Extra Trees
2 minute read
💡In a standard Decision Tree or Random Forest, the algorithm searches for the optimal split point (the threshold ’s’) that maximizes Information Gain or minimizes MSE.
👉This search is:
- computationally expensive (sort + mid-point) and
- tends to follow the noise in the training 🏃♂️data.
Adding randomness (right kind) in ensemble averaging reduces correlation/variance.
\[Var(f_{bag})=ρ\sigma^{2}+\frac{1-ρ}{B}\sigma^{2}\]- Random Thresholds: Instead of searching for the best split point (computationally expensive 💰) for a feature, it picks a threshold at random from a uniform distribution between the feature’s local minimum and maximum.

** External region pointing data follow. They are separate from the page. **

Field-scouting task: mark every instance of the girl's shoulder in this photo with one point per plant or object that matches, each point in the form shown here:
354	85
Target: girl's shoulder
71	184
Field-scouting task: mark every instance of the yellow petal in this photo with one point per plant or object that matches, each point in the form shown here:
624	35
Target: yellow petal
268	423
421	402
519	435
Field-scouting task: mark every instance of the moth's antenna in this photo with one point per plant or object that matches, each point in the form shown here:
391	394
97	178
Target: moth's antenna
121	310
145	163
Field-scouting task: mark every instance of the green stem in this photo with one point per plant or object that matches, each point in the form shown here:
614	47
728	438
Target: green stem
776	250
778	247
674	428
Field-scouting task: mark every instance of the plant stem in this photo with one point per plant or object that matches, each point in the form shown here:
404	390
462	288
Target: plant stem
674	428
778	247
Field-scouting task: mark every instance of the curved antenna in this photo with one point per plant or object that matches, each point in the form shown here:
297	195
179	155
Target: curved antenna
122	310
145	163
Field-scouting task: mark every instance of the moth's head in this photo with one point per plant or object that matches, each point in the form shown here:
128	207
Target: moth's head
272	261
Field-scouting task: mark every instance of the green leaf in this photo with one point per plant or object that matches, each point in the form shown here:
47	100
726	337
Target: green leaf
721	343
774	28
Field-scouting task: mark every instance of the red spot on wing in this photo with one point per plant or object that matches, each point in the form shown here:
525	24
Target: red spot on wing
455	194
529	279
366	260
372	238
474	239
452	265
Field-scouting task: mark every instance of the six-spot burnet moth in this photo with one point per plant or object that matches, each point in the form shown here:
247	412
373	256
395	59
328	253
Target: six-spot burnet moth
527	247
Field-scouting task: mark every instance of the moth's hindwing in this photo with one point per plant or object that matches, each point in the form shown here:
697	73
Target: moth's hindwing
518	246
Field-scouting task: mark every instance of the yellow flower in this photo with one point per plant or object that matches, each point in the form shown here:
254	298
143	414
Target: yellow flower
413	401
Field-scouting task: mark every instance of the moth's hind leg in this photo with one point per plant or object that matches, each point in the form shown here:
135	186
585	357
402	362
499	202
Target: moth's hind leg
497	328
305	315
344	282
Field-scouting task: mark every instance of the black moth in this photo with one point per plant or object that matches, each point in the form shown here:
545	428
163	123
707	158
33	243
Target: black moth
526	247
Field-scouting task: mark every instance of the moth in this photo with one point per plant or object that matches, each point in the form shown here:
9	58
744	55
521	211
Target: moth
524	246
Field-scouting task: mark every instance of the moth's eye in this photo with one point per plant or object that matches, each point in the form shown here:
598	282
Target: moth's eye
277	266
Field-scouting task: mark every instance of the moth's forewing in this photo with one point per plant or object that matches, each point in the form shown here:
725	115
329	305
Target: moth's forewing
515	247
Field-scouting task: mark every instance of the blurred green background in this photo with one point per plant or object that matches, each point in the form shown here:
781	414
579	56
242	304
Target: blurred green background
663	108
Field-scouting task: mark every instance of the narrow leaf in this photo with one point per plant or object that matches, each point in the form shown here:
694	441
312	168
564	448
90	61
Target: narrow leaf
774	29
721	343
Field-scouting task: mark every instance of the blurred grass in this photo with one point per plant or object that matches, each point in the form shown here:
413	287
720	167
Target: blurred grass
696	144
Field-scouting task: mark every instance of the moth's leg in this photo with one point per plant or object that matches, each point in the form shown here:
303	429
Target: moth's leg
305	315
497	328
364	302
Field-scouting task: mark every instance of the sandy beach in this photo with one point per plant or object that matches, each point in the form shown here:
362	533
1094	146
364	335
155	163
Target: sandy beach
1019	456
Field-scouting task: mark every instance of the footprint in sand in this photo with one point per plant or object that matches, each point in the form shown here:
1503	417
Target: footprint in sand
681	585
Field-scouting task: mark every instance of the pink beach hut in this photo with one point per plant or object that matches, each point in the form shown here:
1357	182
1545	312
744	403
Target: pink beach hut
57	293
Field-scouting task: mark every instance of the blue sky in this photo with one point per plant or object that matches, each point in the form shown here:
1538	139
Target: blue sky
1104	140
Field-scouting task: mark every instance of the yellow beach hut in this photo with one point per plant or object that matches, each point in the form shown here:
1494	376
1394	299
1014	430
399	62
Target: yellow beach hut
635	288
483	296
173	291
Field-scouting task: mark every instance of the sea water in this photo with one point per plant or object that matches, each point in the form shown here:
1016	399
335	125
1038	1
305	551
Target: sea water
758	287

- Entire Dataset: Uses entire training dataset (default) for every tree; no bootstrapping.
- Random Feature Subsets: Random subset of m<n features is used in each decision tree.
Picking thresholds randomly has two effects:
- Structural correlation between trees becomes extremely low.
- Individual trees are ‘weaker’ and have higher bias than a standard optimized tree.
👉The massive drop in ‘\(\rho\)’ often outweighs the slight increase in bias, leading to an overall ensemble that is smoother and more robust to noise than a standard Random Forest.
Note: Extra Trees are almost always grown to full depth, as they may need extra splits to find the same decision boundary.
- Performance: Significantly faster to train, as it does not sort data to find optimal split.
Note: If we are working with billions of rows or thousands of features, ET can be 3x to 5x faster than a Random Forest(RF). - Robustness to Noise: By picking thresholds randomly, tends to ‘handle’ the noise more effectively than RF.
- Feature Importance: Because ET is so randomized, it often provides more ‘stable’ feature importance scores.
Note: It is less likely to favor a high-cardinality feature (e.g. zip-code) just because it has more potential split points.
End of Section